Ordasity
Table of Contents
- Overview, Use Cases, and Features
- A Clustered Service in 30 Seconds
- In Action at Boundary
- Distribution / Coordination Strategy
- Rebalancing
- Draining and Handoff
- Wrapping Up
- API Documentation
Building Stateful Clustered Services on the JVM
Ordasity is a library designed to make building and deploying reliable clustered services on the JVM as straightforward as possible. It's written in Scala and uses Zookeeper for coordination.
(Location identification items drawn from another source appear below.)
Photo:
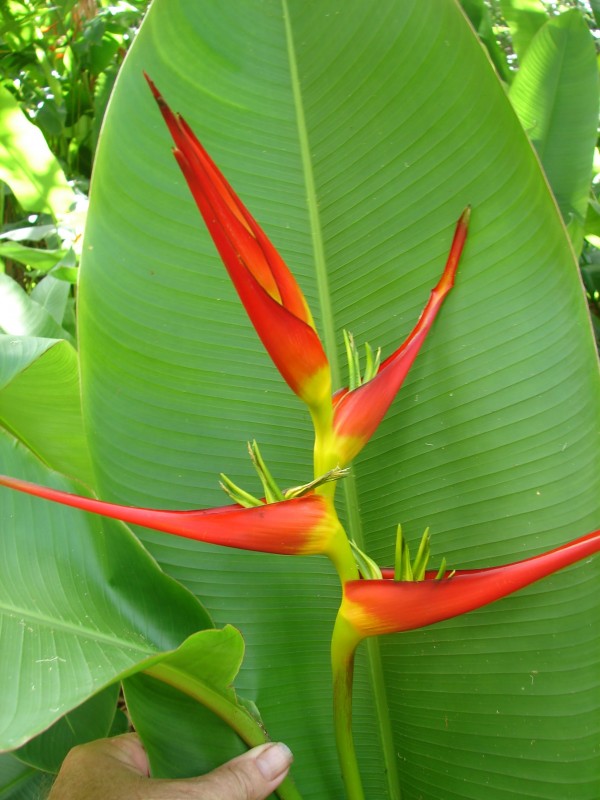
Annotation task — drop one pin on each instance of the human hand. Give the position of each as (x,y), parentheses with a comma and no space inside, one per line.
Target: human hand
(118,769)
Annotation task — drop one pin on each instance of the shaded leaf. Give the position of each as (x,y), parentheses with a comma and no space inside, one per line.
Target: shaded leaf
(555,94)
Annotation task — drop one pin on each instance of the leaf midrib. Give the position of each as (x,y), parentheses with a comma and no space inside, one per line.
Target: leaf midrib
(350,494)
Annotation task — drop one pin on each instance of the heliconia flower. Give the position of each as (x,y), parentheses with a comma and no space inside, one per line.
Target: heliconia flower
(373,607)
(301,526)
(267,289)
(357,413)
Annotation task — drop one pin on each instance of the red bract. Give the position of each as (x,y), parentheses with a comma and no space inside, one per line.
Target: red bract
(268,290)
(358,413)
(373,607)
(304,525)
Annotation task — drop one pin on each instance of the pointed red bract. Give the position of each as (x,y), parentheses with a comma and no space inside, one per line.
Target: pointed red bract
(268,290)
(374,607)
(357,413)
(300,526)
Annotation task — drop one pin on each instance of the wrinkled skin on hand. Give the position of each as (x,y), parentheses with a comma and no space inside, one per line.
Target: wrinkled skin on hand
(118,769)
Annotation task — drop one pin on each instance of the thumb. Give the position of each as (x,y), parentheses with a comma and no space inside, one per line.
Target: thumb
(251,776)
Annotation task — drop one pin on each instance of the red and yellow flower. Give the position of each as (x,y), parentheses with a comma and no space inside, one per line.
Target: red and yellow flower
(279,312)
(300,526)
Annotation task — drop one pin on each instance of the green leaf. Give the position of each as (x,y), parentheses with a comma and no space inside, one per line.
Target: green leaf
(357,133)
(20,782)
(75,616)
(21,315)
(31,256)
(525,18)
(40,402)
(92,720)
(27,164)
(481,19)
(555,94)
Ordasity's simplicity and flexibility allows us to quickly write, deploy, and (most importantly) operate distributed systems on the JVM without duplicating distributed "glue" code or revisiting complex reasoning about distribution strategies.
Primary Use Cases
Ordasity is designed to spread persistent or long-lived workloads across several machines. It's a toolkit for building systems which can be described in terms of individual nodes serving a partition or shard of a cluster's total load. Ordasity is not designed to express a "token range" (though it may be possible to implement one); the focus is on discrete work units.
Features
- Cluster membership (joining / leaving / mutual awareness)
- Work claiming and distribution
- Load-based workload balancing
- Count-based workload balancing
- Automatic periodic rebalancing
- Graceful cluster exiting ("draining")
- Graceful handoff of work units between nodes
- Pegging of work units to a specific node
A Clustered Service in 30 Seconds
Let's get started with an example. Here's how to build a clustered service in 25 lines of code with Ordasity:
import com.yammer.metrics.scala.Meter
import com.twitter.common.zookeeper.ZooKeeperClient
import com.boundary.ordasity.{Cluster, ClusterConfig, SmartListener}
class MyService {
val listener = new SmartListener {
// Called after successfully joining the cluster.
def onJoin(client: ZooKeeperClient) { }
// Do yer thang, mark that meter.
def startWork(workUnit: String, meter: Meter) { }
// Stop doin' that thang.
def shutdownWork(workUnit: String) { }
// Called after leaving the cluster.
def onLeave() { }
}
val config = ClusterConfig.builder().setHosts("localhost:2181").build()
val cluster = new Cluster("ServiceName", listener, config)
cluster.join()
}
Maven folks and friends with compatible packaging systems, here's the info for your pom.xml:
<!-- Dependency -->
<dependency>
<groupId>com.boundary</groupId>
<artifactId>ordasity-scala_2.9.1</artifactId>
<version>0.4.5</version>
</dependency>
<!-- Repo -->
<repository>
<id>boundary-public</id>
<name>Boundary Public</name>
<url>http://maven.boundary.com/artifactory/external</url>
</repository>
In Action at Boundary
At Boundary, the library holds together our pubsub and event stream processing systems. It's a critical part of ensuring that at any moment, we're consuming and aggregating data from our network of collectors at one tier, and processing this data at hundreds of megabits a second in another. Ordasity also helps keep track of the mappings between these services, wiring everything together for us behind the scenes.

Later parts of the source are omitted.